Recombinant P. phaeoclathratiforme FtsH offers several promising research applications:

• Model system for structure-function studies:
  The availability of recombinant P. phaeoclathratiforme FtsH with His-tag provides an excellent model system for detailed structural and mechanistic investigations of this important protease family.

• Tool for studying membrane protein quality control:
  The dual protease and chaperone activities of FtsH make it valuable for investigating fundamental mechanisms of membrane protein quality control in bacteria.

• Comparative studies of ATP-dependent proteases:
  FtsH represents one class of ATP-dependent proteases, allowing comparative studies with other systems like Clp, Lon, and HslUV proteases to reveal common principles and unique features.

• Investigation of photosynthetic adaptation:
  Given the photosynthetic nature of P. phaeoclathratiforme , its FtsH could reveal specialized adaptations for protein quality control in photosynthetic membranes.

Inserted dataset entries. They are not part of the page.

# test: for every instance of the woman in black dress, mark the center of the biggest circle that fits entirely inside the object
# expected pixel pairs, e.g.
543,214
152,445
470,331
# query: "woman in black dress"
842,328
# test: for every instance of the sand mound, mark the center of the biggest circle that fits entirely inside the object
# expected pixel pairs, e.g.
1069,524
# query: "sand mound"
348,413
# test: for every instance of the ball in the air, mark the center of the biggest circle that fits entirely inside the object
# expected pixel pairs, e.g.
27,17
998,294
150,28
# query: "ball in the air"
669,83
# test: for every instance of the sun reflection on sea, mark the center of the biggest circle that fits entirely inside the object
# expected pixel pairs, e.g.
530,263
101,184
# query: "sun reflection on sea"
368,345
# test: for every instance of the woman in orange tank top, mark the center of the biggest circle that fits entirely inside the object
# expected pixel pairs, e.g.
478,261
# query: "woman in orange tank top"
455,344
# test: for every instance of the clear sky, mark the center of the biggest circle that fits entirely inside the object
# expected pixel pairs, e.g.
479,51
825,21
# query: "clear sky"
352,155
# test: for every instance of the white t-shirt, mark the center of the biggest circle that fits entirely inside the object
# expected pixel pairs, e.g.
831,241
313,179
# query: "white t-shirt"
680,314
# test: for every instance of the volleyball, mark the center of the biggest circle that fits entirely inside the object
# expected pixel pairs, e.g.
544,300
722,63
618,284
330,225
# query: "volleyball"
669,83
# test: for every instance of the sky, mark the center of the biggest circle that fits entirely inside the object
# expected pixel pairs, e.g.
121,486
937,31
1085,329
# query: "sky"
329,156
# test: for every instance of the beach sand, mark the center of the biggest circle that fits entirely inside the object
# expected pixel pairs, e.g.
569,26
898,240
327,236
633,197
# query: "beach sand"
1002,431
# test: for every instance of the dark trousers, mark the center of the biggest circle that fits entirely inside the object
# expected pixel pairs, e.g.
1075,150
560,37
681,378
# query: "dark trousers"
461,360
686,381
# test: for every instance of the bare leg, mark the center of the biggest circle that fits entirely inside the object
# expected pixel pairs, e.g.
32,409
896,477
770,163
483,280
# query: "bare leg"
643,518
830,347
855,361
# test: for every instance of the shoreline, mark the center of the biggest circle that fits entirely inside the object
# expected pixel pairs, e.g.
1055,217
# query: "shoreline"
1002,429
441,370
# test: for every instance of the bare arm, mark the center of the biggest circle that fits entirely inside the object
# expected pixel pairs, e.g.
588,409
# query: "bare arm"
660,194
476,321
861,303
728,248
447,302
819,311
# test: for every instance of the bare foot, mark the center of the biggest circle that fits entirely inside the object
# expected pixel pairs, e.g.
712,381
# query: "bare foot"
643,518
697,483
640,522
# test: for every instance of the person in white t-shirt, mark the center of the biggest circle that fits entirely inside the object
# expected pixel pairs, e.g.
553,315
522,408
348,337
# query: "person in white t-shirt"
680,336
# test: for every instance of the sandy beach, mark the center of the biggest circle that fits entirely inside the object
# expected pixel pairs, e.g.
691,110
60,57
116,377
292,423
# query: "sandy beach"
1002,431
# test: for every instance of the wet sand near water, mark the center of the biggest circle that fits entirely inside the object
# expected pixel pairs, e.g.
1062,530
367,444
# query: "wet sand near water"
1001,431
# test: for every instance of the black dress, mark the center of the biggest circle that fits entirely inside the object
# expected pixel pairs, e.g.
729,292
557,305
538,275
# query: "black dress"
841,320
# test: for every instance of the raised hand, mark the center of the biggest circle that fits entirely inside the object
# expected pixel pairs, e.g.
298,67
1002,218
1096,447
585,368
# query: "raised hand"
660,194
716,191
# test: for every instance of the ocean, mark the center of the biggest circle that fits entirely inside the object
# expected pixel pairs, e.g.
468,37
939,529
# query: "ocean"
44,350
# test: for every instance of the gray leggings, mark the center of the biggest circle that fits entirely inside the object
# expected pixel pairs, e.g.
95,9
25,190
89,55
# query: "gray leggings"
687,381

• Evolutionary studies of conserved proteolytic systems:
  As FtsH is universally conserved in bacteria with orthologs in chloroplasts and mitochondria , P. phaeoclathratiforme FtsH can serve as a model for evolutionary studies of these essential quality control systems.

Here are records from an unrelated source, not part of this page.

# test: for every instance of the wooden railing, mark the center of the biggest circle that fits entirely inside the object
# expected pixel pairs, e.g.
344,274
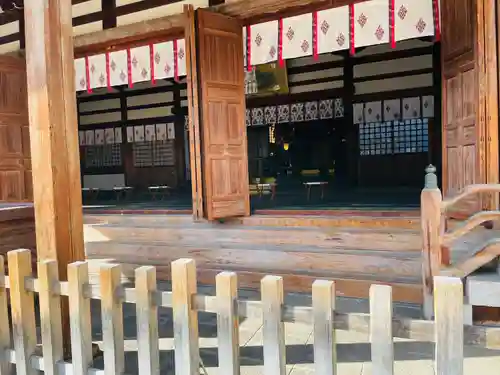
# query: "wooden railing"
447,331
436,240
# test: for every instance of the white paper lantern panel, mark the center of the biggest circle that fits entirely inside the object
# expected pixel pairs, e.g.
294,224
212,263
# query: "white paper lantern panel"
164,60
118,135
150,133
161,132
373,111
263,42
80,74
181,57
413,19
171,130
140,64
371,23
109,136
89,137
297,36
244,31
139,133
99,137
411,108
118,68
392,109
358,113
333,29
428,106
130,134
81,138
97,71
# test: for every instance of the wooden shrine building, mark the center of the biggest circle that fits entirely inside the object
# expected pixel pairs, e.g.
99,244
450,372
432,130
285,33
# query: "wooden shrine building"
287,137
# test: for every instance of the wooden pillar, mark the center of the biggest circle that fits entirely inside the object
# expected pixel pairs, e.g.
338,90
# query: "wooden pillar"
54,134
432,258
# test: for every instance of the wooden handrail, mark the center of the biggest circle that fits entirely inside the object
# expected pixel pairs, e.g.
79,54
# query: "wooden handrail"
483,254
436,243
469,190
470,224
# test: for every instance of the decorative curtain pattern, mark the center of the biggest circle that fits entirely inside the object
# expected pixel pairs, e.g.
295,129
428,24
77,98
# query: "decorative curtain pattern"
362,24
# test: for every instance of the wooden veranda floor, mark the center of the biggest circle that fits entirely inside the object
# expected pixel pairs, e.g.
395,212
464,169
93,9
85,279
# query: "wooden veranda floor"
355,250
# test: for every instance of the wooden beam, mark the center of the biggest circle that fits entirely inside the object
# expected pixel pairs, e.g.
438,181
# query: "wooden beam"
170,27
98,41
54,135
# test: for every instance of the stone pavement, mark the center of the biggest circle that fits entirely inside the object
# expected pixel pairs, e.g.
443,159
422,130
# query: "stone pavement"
353,349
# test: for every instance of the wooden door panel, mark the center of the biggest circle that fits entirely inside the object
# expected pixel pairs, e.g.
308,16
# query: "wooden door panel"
222,119
457,26
15,155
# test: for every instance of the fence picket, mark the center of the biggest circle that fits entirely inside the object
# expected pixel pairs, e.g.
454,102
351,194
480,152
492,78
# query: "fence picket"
112,320
80,323
273,328
187,356
50,316
227,323
449,328
23,311
147,321
5,342
323,298
382,345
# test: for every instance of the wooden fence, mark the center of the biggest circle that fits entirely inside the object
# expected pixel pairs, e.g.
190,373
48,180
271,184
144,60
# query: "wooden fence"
447,330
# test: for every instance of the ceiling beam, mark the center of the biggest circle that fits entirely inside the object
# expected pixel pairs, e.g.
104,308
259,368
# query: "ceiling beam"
170,27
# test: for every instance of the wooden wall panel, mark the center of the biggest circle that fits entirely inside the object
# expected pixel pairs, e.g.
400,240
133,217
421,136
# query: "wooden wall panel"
458,29
467,116
15,159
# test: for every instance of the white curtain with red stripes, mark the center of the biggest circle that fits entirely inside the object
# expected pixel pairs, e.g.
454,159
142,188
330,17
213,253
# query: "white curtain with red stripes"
359,25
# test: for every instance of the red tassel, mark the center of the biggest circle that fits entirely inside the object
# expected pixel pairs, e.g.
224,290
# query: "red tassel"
176,63
152,62
392,24
249,48
437,26
108,75
87,74
351,29
315,35
129,68
280,42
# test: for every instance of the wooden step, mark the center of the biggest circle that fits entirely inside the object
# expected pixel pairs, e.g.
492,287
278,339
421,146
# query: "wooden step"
358,264
373,222
408,291
259,237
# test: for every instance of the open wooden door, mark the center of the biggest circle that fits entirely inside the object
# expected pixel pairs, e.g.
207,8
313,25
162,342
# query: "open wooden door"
218,97
467,124
15,158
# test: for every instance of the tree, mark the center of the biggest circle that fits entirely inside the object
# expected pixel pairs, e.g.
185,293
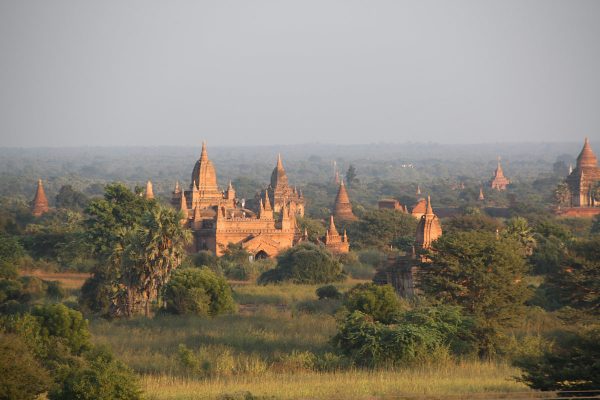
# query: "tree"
67,197
571,365
482,273
380,302
22,377
351,176
152,250
11,250
518,229
576,283
380,228
198,291
306,263
100,377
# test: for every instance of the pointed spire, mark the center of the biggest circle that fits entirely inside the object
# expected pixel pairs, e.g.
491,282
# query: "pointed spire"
332,231
183,203
267,201
204,153
149,191
587,158
429,208
40,201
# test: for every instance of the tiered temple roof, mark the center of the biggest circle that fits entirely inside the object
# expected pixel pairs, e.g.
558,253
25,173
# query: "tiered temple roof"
39,204
499,181
342,208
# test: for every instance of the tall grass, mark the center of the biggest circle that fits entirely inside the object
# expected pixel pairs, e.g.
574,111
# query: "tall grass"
461,380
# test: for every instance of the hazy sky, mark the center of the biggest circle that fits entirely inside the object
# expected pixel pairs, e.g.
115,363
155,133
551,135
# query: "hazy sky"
283,72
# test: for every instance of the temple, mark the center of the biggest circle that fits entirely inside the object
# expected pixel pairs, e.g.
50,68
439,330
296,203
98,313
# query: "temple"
499,181
342,209
281,194
149,194
402,271
583,183
218,219
335,242
39,205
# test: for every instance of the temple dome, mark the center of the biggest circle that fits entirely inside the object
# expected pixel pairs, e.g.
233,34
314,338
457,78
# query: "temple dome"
278,176
204,173
587,158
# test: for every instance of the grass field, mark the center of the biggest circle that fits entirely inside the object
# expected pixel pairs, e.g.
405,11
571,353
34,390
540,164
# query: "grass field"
273,353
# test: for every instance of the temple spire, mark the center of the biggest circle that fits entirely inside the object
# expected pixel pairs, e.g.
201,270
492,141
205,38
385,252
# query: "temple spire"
40,201
149,191
429,208
587,158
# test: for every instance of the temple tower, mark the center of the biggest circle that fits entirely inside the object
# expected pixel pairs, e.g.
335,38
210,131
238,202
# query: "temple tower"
342,208
428,229
499,181
39,204
584,178
334,241
149,191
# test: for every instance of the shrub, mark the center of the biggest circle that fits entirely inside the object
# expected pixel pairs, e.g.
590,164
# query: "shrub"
328,292
423,335
198,291
100,378
571,365
61,322
379,302
306,264
21,375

Research utilizing recombinant P. phaeoclathratiforme FtsH should focus on establishing reliable functional assays and structural characterization methods that account for its complex oligomeric structure and membrane association.

What technologies are emerging for studying dynamic aspects of FtsH function?

Several emerging technologies are particularly promising for investigating the dynamic aspects of FtsH function:

• Time-resolved cryo-electron microscopy:
  This technique allows visualization of different conformational states during the ATP hydrolysis and proteolysis cycle, potentially revealing the structural basis of the proposed "pulling" mechanism .

• Single-molecule FRET:
  By labeling specific domains with fluorophores, researchers can track conformational changes in real-time at the single-molecule level, providing insights into the coordination between ATP hydrolysis and substrate translocation.

• Nanodiscs and styrene-maleic acid lipid particles (SMALPs):
  These membrane mimetics allow structural and functional studies of FtsH in a more native-like environment, potentially resolving the coupling mechanism between transmembrane domains and the AAA/protease rings.

• Hydrogen-deuterium exchange mass spectrometry (HDX-MS):
  This technique can map conformational dynamics and substrate interactions across different functional states of the FtsH hexamer.

• In-cell structural biology:
  Emerging methods for structural studies within cells could reveal how FtsH functions in its native cellular context and how it interacts with other quality control systems.

Implementation of these technologies requires careful experimental design to maintain functional integrity while enabling high-resolution analysis of dynamic processes.